Sfrutto fino all’ultima notizia il paginone del Corriere della Sera riemerso dalle nebbie del passato, con queste note che completano l’articolo di George Steiner su Horcynus Orca di Stefano D’Arrigo e Il giorno del giudizio di Salvatore Satta.
Per analogia con questi due capolavori misconosciuti si parla qui di altri romanzi e autori che hanno avuto un analogio destino: sottovalutati all’uscita e rivalutati successivamente…

Melville, Svevo, Màrai e gli altri: i fiaschi che divennero classici
di Paolo Di Stefano

George Steiner associa il nome di D’Arrigo a quello di Salvatore Satta. Sono ambedue, secondo il critico, scrittori che non sfonderanno all’estero, nonostante il loro valore. In realtà ebbero problemi editoriali anche in Italia.
Horcynus Orca, annunciato nel ’61 con un altro titolo, dovette aspettare fino al ’75 per vedere la luce da Mondadori: non certo per colpa dell’editore, ma perché D’Arrigo, di ritocco in ritocco, finì per dilatare la revisione dai quindici giorni previsti a quindici anni (!).

Il caso dello scrittore-giurista sardo è altra faccenda: il suo romanzo, Il giorno del giudizio, che circolò inutilmente nelle redazioni delle maggiori case editrici, uscì postumo, nel ’77, presso la Cedam, di Padova, specializzata in pubblicazioni di carattere giuridico.

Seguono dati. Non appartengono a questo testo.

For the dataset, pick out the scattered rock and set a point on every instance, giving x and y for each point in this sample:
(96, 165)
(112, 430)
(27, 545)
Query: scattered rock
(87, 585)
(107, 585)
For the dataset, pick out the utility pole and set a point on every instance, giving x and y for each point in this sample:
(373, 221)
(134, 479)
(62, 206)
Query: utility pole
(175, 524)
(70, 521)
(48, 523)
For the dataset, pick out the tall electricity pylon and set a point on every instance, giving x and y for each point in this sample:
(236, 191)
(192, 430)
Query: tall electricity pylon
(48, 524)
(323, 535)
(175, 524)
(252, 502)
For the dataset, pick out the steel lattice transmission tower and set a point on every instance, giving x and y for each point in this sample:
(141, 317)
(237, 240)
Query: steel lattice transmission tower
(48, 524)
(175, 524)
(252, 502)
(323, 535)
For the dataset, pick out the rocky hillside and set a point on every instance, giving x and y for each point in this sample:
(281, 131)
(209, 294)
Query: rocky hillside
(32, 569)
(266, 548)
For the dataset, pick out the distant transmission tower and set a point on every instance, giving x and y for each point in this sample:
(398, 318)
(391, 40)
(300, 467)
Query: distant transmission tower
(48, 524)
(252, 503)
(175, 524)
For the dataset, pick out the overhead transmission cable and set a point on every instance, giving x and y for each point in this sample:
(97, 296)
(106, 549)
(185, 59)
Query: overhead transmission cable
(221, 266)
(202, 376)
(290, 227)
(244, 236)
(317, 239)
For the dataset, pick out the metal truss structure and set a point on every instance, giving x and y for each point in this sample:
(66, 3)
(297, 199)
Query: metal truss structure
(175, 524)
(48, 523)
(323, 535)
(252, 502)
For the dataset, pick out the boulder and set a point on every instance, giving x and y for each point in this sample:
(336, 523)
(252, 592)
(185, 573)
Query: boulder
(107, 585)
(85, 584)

Ma nel giro di due anni fu Roberto Calasso a pescarlo dall’oblio e a rilanciarlo, con successo, per l’Adelphi.
Diceva Vanni Scheiwiller che un editore italiano avrebbe potuto benissimo sopravvivere grazie ai rifiuti delle grandi case editrici. Non è il caso di ricordare i soliti Lampedusa e Morselli. E anche vero che spesso, come è accaduto per D’Arrigo, non c’è niente di più inedito dell’edito. La verità di questa massima banalissima fu sperimentata bene da Italo Svevo, che pubblicò a proprie spese nel 1892 il primo romanzo, Una vita, e nel 1898 il secondo, Senilità, senza ottenere il minimo successo. Dovettero passare quasi trent’anni perché lo pseudonimo dell’impiegato triestino uscisse dalla ristretta cerchia familiare, grazie al concorso di sponsor d’eccezione come Joyce e Montale. Eppure, nonostante la fortuna quasi immediata de La Coscienza di Zeno, volendo riproporre Senilità ai suoi lettori, Svevo dovette fare i conti con un triplice rifiuto (Mondadori, Treves, Cappelli) e accontentarsi dell’editore milanese Mancale che accettò la pubblicazione solo a condizione che l’autore contribuisse alle spese.

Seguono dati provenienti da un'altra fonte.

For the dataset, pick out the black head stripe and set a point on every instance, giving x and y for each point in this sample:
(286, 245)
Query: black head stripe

E si pensi, ancor prima, al «fiasco pieno e completo» de I Malavoglia nel 1881, nonostante i successi ripetuti dei precedenti romanzi verghiani. Del resto, lo dice sempre Steiner, in letteratura «il gradimento è spesso assurdamente arbitrario».
A proposito di Moby Dick, Melville fu accusato da un editore di essere un truffatore che voleva spacciare per romanzo popolare una «rapsodia blasfema pesantemente ispirata ad atei abietti quali Lutero e Voltaire» Per tutta la vita Melville fu condannato all’oblio dai più, la critica lo considerò un pazzo delirante e tutto ciò che gli riuscì di ottenere in vecchiaia fu un posto alle dogane di New York fino alla morte. Il successo letterario sarebbe arrivato postumo.
Strane cose accadono in letteratura. Anche in tempi recenti. Sàndor Màrai viene pubblicato in Italia già negli anni Trenta (da Baldini & Castoldi), ma pochi se ne accorgono. E bisognerà aspettare ancora una volta la bacchetta magica di Calasso perché, nel ’98 diventi un bestseller.

Herman Melville (1819-1891), autore di «Moby Dick»Italo Svevo (1861-1928), autore de «La coscienza di Zeno»Sàndor Màrai (1900-1989), autore del romanzo «Le braci»

Come Kundera, edito da Mondadori sin dal ’69, ma arrivato agli onori delle classifiche grazie a un tormentone di Roberto D’Agostino in una celebre trasmissione televisiva dei primi anni ’80.
Può succedere che un autore come Mario Soldati debba aspettare un decennio per vedere il suo America primo amore passare dalle 500 copie di Bemporad (1935) alle molte edizioni einaudiane.
Può succedere, chissà perché, che il vecchio Pinchon improvvisamente diventi un autore di culto al suo ennesimo titolo tradotto in Italia. Può succedere che Camilleri debba aspettare i suoi settant’anni per superare le due-tremila copie e balzare verso le centinaia di migliaia. Può succedere che Beckett venga disastrosamente proposto da un editore scolastico dopo 42 rifiuti e che l’editore francese di Murphy riuscisse a venderne la bellezza di sei copie in dodici lunghi mesi.
E’ potuto succedere che Se questo è un uomo vendesse solo 1400 copie con l’editore torinese Da Sila, prima di ritornare da Einaudi (dopo il rifiuto del ’47) e diventare quel che è diventato.
Può succedere davvero di tutto.

Ritaglio da Il Corriere della Sera del 4 novembre 2003

Il mostro marino riveduto e corretto
Il romanzo di cui parla George Steiner, Horcynus Orca, è il capolavoro di Stefano D’Arrigo (Alì, Messina, 1919 – Roma, 1992). Pubblicato per la prima volta da Mondadori nel 1975, il libro, molto discusso dalla critica, è ora riproposto da Rizzoli in una nuova edizione (1096 pagine, 25 €).
L’introduzione è di Walter Pedullà che ha curato le opere di Stefano D’Arrigo in collaborazione con la vedova dello scrittore, Jutta Bruto D’Arrigo. Il volume viene presentato con alcune inedite correzioni d’autore.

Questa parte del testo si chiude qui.